2. Imre Kertesz (1929-2016):
- i) Born in 1929, in Budapest, Hungary, into a Jewish family; deported to Auschwitz in 1944, and then to Buchenwald; survived the Holocaust
- ii) The Holocaust and its aftermath are the central subjects of his best-known novels – Fatelessness (1975), Fiasco (1988), Kaddish for an Unborn Child (1990), and Liquidation (2003)
- iii) Was awarded the Nobel Prize for Literature in 2002
- iv) Suffered from Parkinson’s disease for several years before his death
3. Some important points that Kertesz makes in his interview:
- i) “Writing wasn’t my profession. It took a long time for me to learn even the basics of writing. I think a man turns into a writer by editing his own texts. I suddenly realized I had, in fact, become a writer, when I was twenty-four. It was a moment of profound awakening.”
- ii) “My financial circumstances weren’t such that I could afford to be a writer. I didn’t even have a pen.”
- iii) Kertesz made his living by writing operettas in the beginning days of his writing career.
- iv) “Anyone in a dictatorship is kept in a childlike state of ignorance and helplessness.”
- v) “In Stalinism, you simply had to keep going, if you could. The Nazi regime, on the other hand, was a mechanism that worked with such brutal speed that “going on” meant bare survival. The Nazi system swallowed everything. It was a machine working so efficiently that most people did not even have the chance to understand the events they lived through.”
- vi) “To me, there were three phases, in a literary sense”: (i) before the Holocaust. (ii) during the Holocaust, (iii) after the Holocaust
- vii) “I retained enough strength to finish a work that reaches out to people in a language that is humane. The purpose of literature is for people to become educated, to be entertained, so we can’t ask them to deal with such gruesome visions. I created a work representing the Holocaust as such, but without this being an ugly literature of horrors. I managed to describe them, in a way that is bearable, acceptable.”

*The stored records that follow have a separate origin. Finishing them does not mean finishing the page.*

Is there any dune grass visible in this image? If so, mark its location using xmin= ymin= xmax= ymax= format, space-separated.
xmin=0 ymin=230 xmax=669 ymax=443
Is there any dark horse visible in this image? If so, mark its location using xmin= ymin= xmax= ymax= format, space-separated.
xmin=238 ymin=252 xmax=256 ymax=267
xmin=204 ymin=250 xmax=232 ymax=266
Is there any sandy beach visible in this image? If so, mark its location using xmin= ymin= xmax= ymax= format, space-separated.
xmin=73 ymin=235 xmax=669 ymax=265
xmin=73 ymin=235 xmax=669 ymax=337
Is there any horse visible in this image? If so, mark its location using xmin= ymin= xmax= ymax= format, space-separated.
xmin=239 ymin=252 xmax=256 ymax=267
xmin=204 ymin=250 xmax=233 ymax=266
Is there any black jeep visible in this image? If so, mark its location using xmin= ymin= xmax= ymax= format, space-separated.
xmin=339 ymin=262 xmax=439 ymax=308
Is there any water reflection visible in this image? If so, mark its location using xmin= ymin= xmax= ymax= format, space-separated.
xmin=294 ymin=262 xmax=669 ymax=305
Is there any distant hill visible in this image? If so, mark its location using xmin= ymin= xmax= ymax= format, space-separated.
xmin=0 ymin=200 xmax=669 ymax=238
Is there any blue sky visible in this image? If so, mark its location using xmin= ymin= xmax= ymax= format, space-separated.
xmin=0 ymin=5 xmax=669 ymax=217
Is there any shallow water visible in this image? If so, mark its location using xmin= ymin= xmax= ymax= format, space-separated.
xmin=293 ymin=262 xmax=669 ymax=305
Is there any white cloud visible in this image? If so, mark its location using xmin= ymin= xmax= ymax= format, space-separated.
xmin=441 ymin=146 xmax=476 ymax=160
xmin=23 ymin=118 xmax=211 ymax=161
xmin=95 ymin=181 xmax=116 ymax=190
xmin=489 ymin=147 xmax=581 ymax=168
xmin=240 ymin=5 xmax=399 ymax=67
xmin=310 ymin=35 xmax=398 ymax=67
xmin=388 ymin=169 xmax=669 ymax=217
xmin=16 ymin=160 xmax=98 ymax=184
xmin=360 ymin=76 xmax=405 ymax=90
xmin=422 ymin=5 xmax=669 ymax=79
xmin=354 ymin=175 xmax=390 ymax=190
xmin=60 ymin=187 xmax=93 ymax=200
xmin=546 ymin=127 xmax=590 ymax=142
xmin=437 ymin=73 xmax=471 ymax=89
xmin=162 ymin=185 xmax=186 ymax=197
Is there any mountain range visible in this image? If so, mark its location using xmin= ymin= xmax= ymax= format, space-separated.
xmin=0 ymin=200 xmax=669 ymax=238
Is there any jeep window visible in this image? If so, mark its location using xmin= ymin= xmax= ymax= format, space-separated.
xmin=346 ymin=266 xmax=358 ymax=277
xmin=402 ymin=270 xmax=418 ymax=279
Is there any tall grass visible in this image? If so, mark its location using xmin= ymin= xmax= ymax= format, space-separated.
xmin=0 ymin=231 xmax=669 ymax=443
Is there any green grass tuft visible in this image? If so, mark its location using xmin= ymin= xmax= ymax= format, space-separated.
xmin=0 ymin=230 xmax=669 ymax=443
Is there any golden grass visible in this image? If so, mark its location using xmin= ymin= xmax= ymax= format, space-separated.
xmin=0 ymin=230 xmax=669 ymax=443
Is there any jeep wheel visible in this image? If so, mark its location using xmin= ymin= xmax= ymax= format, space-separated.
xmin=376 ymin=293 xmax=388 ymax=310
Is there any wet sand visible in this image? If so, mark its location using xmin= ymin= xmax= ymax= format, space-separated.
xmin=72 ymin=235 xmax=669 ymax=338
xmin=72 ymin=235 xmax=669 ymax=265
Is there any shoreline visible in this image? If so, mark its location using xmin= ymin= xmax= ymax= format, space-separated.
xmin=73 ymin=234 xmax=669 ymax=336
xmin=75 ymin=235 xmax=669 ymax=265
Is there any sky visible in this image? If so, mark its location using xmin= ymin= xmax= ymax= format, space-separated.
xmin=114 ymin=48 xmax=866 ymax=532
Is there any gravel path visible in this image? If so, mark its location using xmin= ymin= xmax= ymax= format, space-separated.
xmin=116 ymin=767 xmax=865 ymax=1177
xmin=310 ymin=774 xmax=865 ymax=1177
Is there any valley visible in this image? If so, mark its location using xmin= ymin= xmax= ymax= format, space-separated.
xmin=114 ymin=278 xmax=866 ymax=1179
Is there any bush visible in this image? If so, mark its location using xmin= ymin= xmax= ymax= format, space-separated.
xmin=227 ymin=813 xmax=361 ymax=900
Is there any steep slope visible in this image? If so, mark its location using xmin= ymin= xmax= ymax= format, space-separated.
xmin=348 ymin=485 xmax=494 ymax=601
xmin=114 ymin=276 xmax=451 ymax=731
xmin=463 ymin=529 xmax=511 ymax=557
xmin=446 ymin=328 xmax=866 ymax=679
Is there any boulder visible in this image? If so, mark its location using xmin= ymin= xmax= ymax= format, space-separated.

- viii) “Whenever I sat down to write, it felt like a tragic fate I had to endure. There is pleasure only in retrospect.”
- ix) “I can no longer use a computer. Nor am I able to write by hand. But I’ve got all this material I’ve collected over the course of my life – my diaries, my reports, Liquidation. With all of that done, I no longer have to write anything new. I’ve finished my work.”
- x) “She [one of the characters of his last novel Liquidation] decides to have children, and thus commits herself to life. That was the secret, the gesture – bearing children is the gesture that creates the possibility of continued life. Faced with choosing between life and death, she opts for life.”
- xi) “That [this interview] was my last interview of my life.”
The word “Liquidation” carries a dual meaning here. On one hand, it signifies termination – the end of something. For Imre Kertesz, it marks the conclusion of his literary journey; he has nothing more to write, and his ability to do so is further hindered by the numbness in his fingers caused by Parkinson’s disease. On the other hand, liquidation also implies the opposite of freezing or stagnation – it suggests release and the possibility of movement. It symbolizes the continuation of life and the emergence of new hope following the horrors of the Holocaust, as hinted at through the characters of his final novel, Liquidation.